Kobe Bryant celebrates winning an Academy Award for the best animated short film. (Reuters / Mike Blake)

Imagine that Kobe Bryant was not a retired basketball player. Imagine that Kobe Bryant was just rich and invested in a young sportdrinkery. And then imagine that that random rich guy tried to convince people to drink what that company sold instead of Gatorade.

It probably would not work. That is the lesson of BodyArmor, a sports drink company that bought Coca-Cola a minority share last week. This industry is a big masterclass about the power of celebrities. It is the way Bryant converts $ 6 million in seed money into $ 200 million in just four years.

"If you do not have the marketing dollars that the big boys use, what's the best way to market your product all the time? Make sure a great celebrity is part of your product," says Duane Stanford. , executive editor of the trade publication Beverage Digest. "It not only brings your product to the market, but now you have an extra story to tell."

In this case the story comes down to: Why is your celebrity – in this case Kobe Bryant – not drinking? Gatorade?

Gatorade, a Pepsi product, is the colossus that looks great in the sports drinks industry. Beverage Digest values ​​it alone in the domestic market for $ 9.2 billion, according to information shared by Stanford.

Gatorade is the stuff that is poured over the heads of winning coaches. The logo is on towels. Players drink it during postgame news conferences. Those green squeeze bottles with the orange tops are ubiquitous, everywhere to see, from youth sport to the Olympic Games.

There are a million species of Gatorade. You could find games for training, drinks in the game that are used for hydration, after recovery, low-calorie juice, sugar zero, big bottles, small bottles, powder to make coolers – you name it. According to Beverage Digest, it has a share of 70 percent in the sports drink market.

Powerade, a Coca-Cola product, takes up another 20 percent.

That means the task for BodyArmor, with about a 5 percent market share, is monumental. Hence the need for Bryant.

Mike Repole, one of the founders of the company, follows the same strategy that he used when he ran Vitamin Water – find a term with which you can pair your drink (for Vitamin Water it was rapper 50 Cent) and heavy on the market how you are different than Gatorade, Stanford said.

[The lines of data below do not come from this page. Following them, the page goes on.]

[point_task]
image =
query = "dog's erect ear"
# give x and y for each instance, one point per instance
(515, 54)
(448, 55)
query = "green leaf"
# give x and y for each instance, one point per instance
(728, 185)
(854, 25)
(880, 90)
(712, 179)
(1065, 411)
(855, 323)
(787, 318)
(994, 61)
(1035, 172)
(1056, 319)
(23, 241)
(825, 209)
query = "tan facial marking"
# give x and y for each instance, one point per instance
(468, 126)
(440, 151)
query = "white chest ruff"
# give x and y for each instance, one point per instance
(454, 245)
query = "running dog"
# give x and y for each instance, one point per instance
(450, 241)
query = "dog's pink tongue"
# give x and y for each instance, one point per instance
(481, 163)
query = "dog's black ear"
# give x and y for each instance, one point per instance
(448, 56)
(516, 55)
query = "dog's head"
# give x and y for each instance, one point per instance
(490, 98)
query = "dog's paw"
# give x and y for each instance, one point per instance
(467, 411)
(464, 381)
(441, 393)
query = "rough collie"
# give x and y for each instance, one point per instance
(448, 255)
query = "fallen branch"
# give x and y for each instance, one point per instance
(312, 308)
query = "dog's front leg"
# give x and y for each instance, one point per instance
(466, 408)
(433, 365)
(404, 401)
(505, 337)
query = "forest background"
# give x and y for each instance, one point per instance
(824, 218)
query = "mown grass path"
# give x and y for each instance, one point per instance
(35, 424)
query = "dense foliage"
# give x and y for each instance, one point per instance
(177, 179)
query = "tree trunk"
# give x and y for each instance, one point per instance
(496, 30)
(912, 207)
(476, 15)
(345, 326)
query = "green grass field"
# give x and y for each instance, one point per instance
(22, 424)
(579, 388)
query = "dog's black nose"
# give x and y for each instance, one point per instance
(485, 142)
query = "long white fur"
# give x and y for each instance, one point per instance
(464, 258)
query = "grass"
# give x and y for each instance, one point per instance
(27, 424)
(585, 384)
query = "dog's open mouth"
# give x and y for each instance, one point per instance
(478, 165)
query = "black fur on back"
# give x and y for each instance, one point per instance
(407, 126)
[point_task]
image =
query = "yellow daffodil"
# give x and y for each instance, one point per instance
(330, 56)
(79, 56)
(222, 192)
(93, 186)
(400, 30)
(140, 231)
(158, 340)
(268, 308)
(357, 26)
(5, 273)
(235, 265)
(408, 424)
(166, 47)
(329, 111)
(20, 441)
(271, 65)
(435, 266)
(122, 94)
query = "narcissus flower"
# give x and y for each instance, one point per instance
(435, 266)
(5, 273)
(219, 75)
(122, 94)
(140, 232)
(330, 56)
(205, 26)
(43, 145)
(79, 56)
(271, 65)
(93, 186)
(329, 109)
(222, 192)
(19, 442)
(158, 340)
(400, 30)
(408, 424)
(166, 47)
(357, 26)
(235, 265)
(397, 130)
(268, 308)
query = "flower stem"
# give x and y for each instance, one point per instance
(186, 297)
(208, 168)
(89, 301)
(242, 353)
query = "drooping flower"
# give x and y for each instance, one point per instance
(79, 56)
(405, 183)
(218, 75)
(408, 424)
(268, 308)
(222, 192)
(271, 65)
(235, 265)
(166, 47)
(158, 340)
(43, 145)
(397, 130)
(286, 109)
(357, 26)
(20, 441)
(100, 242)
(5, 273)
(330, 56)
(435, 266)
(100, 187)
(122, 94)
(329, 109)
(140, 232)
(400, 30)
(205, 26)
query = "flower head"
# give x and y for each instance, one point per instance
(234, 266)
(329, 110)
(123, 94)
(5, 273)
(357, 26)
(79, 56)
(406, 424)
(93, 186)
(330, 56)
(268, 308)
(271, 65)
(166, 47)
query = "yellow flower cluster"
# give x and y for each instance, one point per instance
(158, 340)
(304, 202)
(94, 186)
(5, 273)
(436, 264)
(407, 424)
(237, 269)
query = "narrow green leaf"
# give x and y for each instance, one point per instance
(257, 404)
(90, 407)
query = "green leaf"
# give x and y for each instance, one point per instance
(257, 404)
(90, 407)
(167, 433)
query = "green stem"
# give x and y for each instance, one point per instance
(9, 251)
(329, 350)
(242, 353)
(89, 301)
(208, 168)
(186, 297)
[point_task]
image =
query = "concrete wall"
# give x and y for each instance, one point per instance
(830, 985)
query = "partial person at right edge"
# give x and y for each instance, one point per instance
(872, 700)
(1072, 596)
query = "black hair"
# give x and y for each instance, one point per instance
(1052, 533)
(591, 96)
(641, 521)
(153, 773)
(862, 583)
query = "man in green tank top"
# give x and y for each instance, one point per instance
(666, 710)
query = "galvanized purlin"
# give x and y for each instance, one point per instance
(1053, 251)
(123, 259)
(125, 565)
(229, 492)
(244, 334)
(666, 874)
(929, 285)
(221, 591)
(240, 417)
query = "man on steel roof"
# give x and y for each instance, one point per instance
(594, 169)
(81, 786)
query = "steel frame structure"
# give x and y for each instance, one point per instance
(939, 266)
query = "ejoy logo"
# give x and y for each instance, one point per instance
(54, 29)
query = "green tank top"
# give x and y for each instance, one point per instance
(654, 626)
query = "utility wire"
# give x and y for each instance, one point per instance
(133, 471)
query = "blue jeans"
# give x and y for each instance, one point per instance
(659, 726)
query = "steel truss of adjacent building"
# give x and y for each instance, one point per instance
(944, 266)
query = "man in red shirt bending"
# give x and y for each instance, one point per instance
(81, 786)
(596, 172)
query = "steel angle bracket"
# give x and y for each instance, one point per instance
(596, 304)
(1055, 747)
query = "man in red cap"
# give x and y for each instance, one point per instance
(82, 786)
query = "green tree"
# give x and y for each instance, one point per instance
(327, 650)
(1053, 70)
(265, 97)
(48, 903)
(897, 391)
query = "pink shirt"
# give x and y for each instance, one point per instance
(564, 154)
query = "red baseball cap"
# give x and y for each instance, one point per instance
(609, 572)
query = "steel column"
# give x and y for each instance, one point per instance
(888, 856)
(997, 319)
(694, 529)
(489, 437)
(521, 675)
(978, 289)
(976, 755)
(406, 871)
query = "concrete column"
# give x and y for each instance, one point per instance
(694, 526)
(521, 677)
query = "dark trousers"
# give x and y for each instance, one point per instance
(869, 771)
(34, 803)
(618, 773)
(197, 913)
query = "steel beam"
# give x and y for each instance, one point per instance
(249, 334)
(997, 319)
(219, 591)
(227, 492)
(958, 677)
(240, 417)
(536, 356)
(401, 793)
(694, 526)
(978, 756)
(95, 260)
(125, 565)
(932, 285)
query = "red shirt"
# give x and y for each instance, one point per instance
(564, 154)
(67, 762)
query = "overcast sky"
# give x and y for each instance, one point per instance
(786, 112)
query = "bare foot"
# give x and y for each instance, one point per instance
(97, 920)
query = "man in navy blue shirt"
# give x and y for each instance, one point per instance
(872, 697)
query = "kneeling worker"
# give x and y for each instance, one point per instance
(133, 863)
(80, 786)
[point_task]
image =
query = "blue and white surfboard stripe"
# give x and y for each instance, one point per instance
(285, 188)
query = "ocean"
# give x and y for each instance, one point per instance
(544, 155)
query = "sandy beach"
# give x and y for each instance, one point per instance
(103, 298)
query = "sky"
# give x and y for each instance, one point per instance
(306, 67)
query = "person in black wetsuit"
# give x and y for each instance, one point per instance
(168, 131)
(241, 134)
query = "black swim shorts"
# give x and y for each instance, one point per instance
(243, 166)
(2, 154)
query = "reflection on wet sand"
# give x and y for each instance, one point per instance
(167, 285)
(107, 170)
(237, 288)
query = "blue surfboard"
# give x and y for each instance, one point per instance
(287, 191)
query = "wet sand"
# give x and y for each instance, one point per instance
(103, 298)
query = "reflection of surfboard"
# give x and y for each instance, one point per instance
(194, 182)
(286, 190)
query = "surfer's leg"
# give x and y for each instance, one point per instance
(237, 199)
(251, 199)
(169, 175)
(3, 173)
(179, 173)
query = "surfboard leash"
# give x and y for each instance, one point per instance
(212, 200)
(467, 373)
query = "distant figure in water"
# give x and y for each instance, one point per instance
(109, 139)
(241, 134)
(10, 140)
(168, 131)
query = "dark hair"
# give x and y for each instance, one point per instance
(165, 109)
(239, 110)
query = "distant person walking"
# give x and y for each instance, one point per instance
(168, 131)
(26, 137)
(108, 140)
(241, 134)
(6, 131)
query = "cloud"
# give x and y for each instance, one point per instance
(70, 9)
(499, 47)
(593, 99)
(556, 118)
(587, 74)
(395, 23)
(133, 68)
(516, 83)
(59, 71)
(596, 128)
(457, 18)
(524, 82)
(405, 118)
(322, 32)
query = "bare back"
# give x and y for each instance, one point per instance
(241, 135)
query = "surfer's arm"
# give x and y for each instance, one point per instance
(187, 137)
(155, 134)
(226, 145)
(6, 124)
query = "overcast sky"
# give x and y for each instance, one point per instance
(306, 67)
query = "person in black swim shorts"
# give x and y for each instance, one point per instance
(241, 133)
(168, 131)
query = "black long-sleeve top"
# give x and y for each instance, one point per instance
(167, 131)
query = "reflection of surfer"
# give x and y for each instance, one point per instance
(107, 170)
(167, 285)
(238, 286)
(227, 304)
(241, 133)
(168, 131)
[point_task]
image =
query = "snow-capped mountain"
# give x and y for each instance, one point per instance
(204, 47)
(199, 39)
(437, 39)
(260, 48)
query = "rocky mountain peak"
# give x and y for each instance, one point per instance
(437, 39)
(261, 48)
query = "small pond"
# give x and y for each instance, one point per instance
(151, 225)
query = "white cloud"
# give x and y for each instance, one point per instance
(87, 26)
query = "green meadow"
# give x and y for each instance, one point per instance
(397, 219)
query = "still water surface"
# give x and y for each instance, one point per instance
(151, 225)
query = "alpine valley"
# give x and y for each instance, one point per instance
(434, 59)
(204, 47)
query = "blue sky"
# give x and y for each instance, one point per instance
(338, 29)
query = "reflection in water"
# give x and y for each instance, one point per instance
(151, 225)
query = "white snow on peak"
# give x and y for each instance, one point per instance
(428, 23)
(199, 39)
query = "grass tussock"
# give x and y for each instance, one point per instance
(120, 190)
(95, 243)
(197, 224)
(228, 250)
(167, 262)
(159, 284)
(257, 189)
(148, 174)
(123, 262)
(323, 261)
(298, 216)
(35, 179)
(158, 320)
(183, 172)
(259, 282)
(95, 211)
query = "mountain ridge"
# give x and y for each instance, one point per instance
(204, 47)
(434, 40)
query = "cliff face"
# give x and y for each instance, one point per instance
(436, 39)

BodyArmor, founded in 2011, invoices itself as a natural sports drink. The first three ingredients on the label are filtered water, cane sugar and coconut water concentration. It is the premium option of the market, Stanford said.

As such, BodyArmor costs more. A 12-pack of 16-ounce bottles costs $ 28.78 at Amazon.com, excluding shipping costs. A 12-pack of 20-ounce Gatorade costs $ 9.05. An eight pack of 20-ounce Powerade costs $ 3.98.

(Jeffrey P. Bezos, the founder and chief executive of Amazon.com, owns The Washington Post.)

That's why BodyArmor's new collaboration with Coca-Cola is so great a deal for the sports drinks industry. Not only does it fold into Coke's distribution network, it also enables Coke to market Gatorade; Powerade is the advantageous option, BodyArmor is the expensive one.

In theory Stanford said, if BodyArmor is able to continue to grow and gain market share, it can be big enough to force Gatorade to make changes to its product. Gatorade, for example, has for years opposed the development of a low-calorie drink. Then came Powerade Zero in 2007 and proved so popular that Gatorade had to respond, he said, and developed the non-sugar, low-calorie Gatorade Zero.

And that, Stanford said, would be a sure sign of success for Coca-Cola and BodyArmor. It will take years to dethrone Gatorade as the sports drink of pop culture, but to have the power of celebrities.